Technical Specifications

Temperature Profile Setting

• The furnace is equipped with an advanced intelligent temperature control system designed to deliver high-precision and highly stable thermal regulation for demanding laboratory and industrial applications. It integrates multiple control modes, including standard PID, AI-based APID, and MPT algorithms, allowing the system to adapt flexibly to different materials, heating processes, and operational conditions.
• The controller features auto-tuning and self-learning capabilities, enabling it to automatically optimize control parameters based on real-time thermal response. This significantly reduces manual adjustment requirements while improving long-term stability and process repeatability. The system is engineered to provide excellent control performance with no overshoot or undershoot, ensuring safe and accurate temperature management throughout the entire heating cycle.
• A 30-segment programmable control function allows users to design complex thermal profiles, including multi-stage heating, holding, and cooling processes. Temperature ramping can be freely adjusted with arbitrary heating and cooling slopes, providing maximum flexibility for advanced material processing and experimental requirements.
• The system also supports multiple programmable operational commands such as jump (loop), run, pause, and stop. Programs can be modified dynamically during operation without interrupting the process, greatly improving operational efficiency and experimental convenience.
• In addition, an AI-based curve-fitting algorithm ensures smooth and continuous temperature transitions, eliminating fluctuations and enhancing thermal uniformity. This results in highly stable and seamless control curves, making the system ideal for precision sintering, heat treatment, material research, and other high-temperature applications requiring accurate and programmable thermal control.

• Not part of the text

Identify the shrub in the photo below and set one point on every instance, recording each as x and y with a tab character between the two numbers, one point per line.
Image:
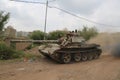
9	53
37	35
54	35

List of Major Component Specifications

Application areas

• Widely used in laboratory material research, thermal analysis, and high-temperature experimental process development applications.
• Applied in ceramics, powder metallurgy, and advanced materials requiring precise multi-segment programmable heat treatment cycles.
• Suitable for industrial production and university research involving sintering, calcination, and controlled atmosphere thermal processing.

Why Choose Us

• Intelligent AI control ensures stable and precise heating.
• Multi-segment programming supports flexible thermal processes.
• Self-learning system improves accuracy and repeatability.

FAQ

Q1: What temperature control modes does the furnace support?
A: It supports PID, AI-based APID, and MPT modes for precise and flexible temperature regulation.

Q2: Does the system support automatic tuning?
A: Yes, it features auto-tuning and self-learning functions to optimize control accuracy automatically.

Q3: How many program segments can be set?
A: The system supports 30-segment programming with flexible heating and cooling curve settings.

Q4: Can the program be modified during operation?
A: Yes, parameters can be adjusted in real time without stopping the furnace operation.

Q5: What ensures stable temperature performance?
A: AI curve-fitting control ensures smooth curves with no overshoot or undershoot for stable heating.